Saya berpendapat ruang bisa saja diakali dan itu tergantung bagaimana cara seorang membuat manajemen hidup yang ketat, dengan mengelolah waktu dan membikin agenda yang efektif misalnya. Kemudian, sebagaimana ucapan ala para motivator itu, cukup memilah yang primer dan sekunder, serta mungkin ditambah mengatur hal-hal kecil, sampai tak ada lagi celah dan ruang pun tercipta. Mudah, bukan?

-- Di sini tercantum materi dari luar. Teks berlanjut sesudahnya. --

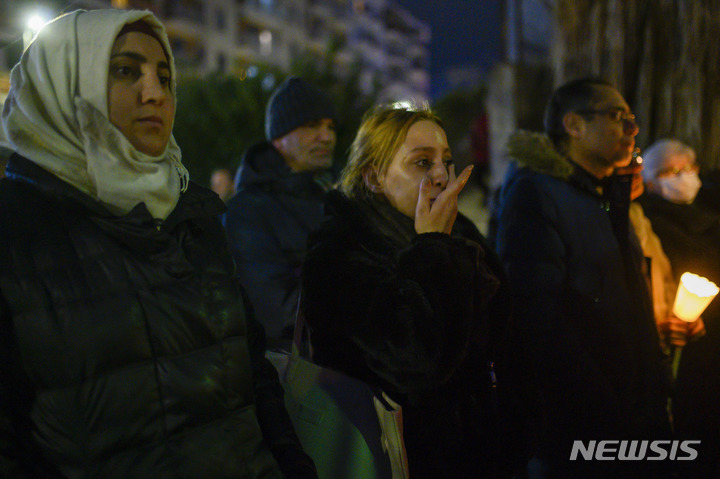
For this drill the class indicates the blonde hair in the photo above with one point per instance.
(381, 133)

Kenyataannya, tak sesederhana itu. Saya mulai memikirkan hal ini pada saat saya benar-benar kehilangan ruang. Tentu saja tetap dengan catatan, dalam kebudayaan kita ini, menjadi laki-laki seperti saya sudah sangat banyak mendapat hak istimewa ketimbang perempuan pada umumnya. Artinya, apa yang saya alami mungkin tak seberapa.
Baru-baru ini, saya pindah tempat tinggal setelah garansi sebagai mahasiswa habis. Di Yogyakarta, saya punya kamar pribadi. Memang jauh dari kata menarik, bahkan cenderung kumuh. Tapi, tetap saja kamar itu adalah ruang saya.
Di kamar itu saya membuatnya jadi sebuah dunia bagi saya. Saya menata koleksi buku pribadi, misalnya dengan meletakkan jenis buku yang akan atau tengah saya baca di atas papan kecil; sementara buku teori yang tebal-tebal itu saya taruh di sebuah kardus. Sisanya, buku yang nyaris tak pernah saya sentuh lagi sudah saya rapatkan di kardus lain. Di tembok juga menempel papan dari styrofoam tempat saya mencanangkan ide atau agenda atau keinginan untuk melakukan satu atau lain hal.
Baca juga: Okky Madasari dan Buku yang Membentuk Pola Pikir Kritis Anak
Dunia kecil yang kumuh itu adalah tempat saya menumpahkan ekspresi, tempat proses kreatif saya menulis juga berlangsung di situ.
Ditambah lagi saat di Yogya, saya punya lingkaran pertemanan, mobilitas, juga akses. Semua itu tentu memperluas ruang saya. Pada lingkaran pertemanan, saya sering memperbincangkan atau berbagi satu atau dua ide sebelum benar-benar menggarapnya. Begitu pula dengan mobilitas dan akses yang begitu membuat saya terdorong menulis dan menemukan data yang saya butuhkan.
Singkat cerita, saya pulang ke rumah dan saya kehilangan itu semua. Saya kehilangan ruang saya; dunia kumuh kecil yang menyokong proses kreatif saya, serta lingkaran-lingkaran yang juga ikut lenyap begitu saja.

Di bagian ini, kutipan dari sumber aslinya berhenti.